Thursday, February 24, 2011

#11: Packing for Mars by Mary Roach

Mary Roach is, in a word, outstanding. I read Spook over a year ago and found that discussion of ghosts, reincarnation and what not as gut-bustingly funny but oddly touching. Packing For Mars is no different.

This book will not teach you a lot about the history of NASA, but that is not the point. We all see the liftoffs, astronauts on TV, bouncing off of walls and floating around. This book is about the grimy and sometimes shitty underbelly. Roach begins by addressing what at first seems a strange task employed by the Japanese Space Agency when testing astronaut candidates: origami. What the hell do cranes have to do with spaceflight? As Roach's chapter title (He's smart but his birds are sloppy) implies, spaceflight is more about routine than anything else. It seems much more about making second nature things that should never be done in the first place. Like being weightless, reacting to leaks, bumps, floating turds, turds in bags, your commander saying in a discussion "They told us that--here's another god damn turd." Thank you, Gene Cernan, for allowing me to know that astronauts orbiting the fucking moon say "turd". (273)

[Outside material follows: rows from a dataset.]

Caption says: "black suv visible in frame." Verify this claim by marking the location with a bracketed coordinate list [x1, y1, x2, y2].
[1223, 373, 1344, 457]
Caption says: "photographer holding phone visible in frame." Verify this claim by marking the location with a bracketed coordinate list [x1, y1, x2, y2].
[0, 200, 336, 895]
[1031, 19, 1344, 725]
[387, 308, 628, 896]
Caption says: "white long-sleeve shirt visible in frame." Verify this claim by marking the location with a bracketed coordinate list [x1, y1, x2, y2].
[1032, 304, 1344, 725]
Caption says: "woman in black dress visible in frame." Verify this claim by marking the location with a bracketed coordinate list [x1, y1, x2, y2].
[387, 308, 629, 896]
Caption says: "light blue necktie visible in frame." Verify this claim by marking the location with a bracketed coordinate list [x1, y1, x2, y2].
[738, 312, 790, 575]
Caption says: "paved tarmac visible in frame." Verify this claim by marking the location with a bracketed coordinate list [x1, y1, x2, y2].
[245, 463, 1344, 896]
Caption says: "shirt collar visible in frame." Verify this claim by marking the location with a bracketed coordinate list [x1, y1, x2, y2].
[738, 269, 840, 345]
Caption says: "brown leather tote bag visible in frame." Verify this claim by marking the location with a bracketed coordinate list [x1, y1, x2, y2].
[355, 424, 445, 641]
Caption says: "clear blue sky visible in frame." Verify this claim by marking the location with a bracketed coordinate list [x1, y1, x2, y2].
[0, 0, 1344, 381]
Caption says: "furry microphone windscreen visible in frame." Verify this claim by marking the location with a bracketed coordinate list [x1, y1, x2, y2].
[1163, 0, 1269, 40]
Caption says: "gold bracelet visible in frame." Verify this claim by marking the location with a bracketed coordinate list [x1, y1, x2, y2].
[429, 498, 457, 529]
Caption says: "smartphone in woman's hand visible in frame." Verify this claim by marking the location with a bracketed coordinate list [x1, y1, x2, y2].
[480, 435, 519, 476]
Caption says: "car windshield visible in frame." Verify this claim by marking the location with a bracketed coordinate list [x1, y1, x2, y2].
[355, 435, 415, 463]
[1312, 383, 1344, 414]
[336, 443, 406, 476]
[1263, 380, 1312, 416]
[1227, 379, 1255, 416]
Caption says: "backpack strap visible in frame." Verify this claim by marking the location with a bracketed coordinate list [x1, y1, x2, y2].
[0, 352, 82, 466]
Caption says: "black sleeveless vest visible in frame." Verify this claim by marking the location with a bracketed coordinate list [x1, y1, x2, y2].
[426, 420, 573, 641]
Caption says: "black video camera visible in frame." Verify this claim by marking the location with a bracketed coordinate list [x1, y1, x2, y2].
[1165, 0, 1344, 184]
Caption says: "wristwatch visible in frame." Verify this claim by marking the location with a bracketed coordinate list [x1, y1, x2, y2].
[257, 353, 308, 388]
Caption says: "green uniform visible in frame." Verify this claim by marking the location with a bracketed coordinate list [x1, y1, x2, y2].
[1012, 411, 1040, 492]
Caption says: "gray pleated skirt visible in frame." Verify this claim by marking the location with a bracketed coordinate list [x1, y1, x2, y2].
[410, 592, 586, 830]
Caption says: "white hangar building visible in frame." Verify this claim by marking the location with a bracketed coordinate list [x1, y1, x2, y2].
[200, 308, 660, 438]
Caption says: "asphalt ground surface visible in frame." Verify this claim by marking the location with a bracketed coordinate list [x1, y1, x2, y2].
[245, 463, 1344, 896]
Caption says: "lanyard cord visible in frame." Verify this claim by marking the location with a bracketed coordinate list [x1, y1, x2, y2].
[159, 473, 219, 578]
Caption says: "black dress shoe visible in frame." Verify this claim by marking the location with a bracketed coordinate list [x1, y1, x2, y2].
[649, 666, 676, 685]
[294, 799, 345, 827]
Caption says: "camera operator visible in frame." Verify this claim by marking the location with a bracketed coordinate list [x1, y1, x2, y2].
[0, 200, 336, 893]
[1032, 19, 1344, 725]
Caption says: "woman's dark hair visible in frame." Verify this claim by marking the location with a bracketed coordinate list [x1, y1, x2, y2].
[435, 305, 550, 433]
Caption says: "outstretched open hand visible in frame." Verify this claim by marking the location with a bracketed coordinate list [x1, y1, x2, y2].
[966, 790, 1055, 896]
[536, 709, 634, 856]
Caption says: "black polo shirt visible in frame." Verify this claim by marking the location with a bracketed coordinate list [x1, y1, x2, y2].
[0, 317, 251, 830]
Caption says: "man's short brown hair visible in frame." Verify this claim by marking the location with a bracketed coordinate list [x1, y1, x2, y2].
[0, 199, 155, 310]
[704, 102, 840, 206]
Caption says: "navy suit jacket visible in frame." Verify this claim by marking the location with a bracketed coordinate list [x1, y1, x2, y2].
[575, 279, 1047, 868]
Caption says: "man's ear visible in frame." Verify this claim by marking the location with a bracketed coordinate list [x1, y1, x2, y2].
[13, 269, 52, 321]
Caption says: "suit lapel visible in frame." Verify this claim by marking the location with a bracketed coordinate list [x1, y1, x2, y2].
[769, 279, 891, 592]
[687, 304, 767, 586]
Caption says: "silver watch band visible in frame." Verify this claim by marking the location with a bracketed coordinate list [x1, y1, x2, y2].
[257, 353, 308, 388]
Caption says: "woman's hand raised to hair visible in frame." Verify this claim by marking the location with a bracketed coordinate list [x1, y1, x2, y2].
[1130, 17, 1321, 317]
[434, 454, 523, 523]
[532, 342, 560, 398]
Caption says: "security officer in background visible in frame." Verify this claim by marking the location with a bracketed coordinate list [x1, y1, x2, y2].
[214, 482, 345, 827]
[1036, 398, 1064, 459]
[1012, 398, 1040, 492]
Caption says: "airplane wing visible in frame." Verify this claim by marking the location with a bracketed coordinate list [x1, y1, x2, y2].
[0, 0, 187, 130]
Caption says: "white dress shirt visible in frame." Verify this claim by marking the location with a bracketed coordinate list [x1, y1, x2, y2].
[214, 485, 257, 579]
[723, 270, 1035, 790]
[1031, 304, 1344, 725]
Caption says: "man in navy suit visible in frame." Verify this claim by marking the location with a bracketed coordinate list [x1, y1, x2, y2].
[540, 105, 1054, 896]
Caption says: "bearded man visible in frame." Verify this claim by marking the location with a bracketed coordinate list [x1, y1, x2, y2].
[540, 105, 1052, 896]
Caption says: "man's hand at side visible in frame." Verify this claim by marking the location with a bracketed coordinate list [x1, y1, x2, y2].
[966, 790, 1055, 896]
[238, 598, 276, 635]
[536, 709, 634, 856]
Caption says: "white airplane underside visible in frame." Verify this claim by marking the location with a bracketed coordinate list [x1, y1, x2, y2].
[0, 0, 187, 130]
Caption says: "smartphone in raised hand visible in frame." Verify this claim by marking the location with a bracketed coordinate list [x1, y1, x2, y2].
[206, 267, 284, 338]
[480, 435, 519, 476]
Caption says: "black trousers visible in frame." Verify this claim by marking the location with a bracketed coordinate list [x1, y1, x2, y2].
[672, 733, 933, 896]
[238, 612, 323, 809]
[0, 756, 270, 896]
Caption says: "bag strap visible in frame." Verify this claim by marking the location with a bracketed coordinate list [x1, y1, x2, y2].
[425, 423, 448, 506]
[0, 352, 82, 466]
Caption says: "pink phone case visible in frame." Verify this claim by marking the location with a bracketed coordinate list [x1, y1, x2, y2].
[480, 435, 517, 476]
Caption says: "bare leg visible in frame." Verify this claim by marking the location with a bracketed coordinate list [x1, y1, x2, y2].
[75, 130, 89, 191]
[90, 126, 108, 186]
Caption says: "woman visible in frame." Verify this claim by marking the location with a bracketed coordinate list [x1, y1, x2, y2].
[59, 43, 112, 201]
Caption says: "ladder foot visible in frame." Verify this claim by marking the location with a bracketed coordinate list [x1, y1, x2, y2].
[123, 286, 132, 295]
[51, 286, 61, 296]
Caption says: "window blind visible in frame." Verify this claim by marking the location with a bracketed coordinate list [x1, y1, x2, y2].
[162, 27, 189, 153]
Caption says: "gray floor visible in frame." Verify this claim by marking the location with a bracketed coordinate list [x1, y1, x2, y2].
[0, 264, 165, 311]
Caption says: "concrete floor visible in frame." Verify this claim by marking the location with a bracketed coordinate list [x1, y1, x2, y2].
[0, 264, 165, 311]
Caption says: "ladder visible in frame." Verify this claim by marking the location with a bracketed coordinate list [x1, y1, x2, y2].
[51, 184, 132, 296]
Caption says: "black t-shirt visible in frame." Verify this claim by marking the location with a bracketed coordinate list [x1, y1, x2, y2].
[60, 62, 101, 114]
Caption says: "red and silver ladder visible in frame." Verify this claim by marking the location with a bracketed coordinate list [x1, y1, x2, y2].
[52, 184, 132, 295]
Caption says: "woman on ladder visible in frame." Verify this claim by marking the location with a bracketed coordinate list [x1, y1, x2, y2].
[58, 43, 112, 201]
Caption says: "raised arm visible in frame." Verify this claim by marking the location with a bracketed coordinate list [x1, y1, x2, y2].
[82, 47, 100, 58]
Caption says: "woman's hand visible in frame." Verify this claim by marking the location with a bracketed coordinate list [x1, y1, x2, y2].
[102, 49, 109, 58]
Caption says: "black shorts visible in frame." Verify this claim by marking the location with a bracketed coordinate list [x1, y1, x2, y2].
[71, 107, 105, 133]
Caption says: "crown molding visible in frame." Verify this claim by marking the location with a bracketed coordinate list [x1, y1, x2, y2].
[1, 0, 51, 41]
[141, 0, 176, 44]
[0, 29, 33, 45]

The chapters titled "Houston we have a fungus", "Discomfort Food" and "Eating your Pants" would stand on their own as top flight essays about space flight. Men not showering for two weeks just to see what would happen...or changing clothes for that matter. It seems the clothes are the real problem. Food in tubes...because a nice corned beef sandwich falls apart in space, covering the capsule with floating bits of bread, blobs of mustard and chunks of beef. We know this because John Young smuggled a corned beef sandwich on board the Gemini 3 flight; commander Gus Grissom took it away before it could fall apart. NASA, in prepping for Mars, is pushing the envelope of waste management and using recycled urine. You can have some up the road at the Ames Research Center in the cafeteria.

Space food is in one way the star of the book. I had no idea that most of the dietitians who worked for NASA in the 1950s and 1960s were actually veterinarians. So, liquid diets, astronaut pellets and food-in-a-tube were the norm. Disgusting. One Cal-Berkeley professor surmised that NASA should employ fat astronauts who would fast and save on food (298). Sheesh. Roach also mentions a 42 day milshake diet tested in the 1960s. It led to "daily mass (sorry, Father) increasing." (299) That's just poopy. 

Roach points out that in all of the technological wonder, it is the human element of spaceflight that draws most people. With all of our needs for food, water, changes of clothes and everything else that makes human spaceflight so monumentally expensive when compared to unmanned vehicles, it is the abilities for humans to experience the awesomeness of space that makes us different and valuable. Roach reaches the end of her book by asking "Is Mars worth it?" Do yourself a favor and find out her answer.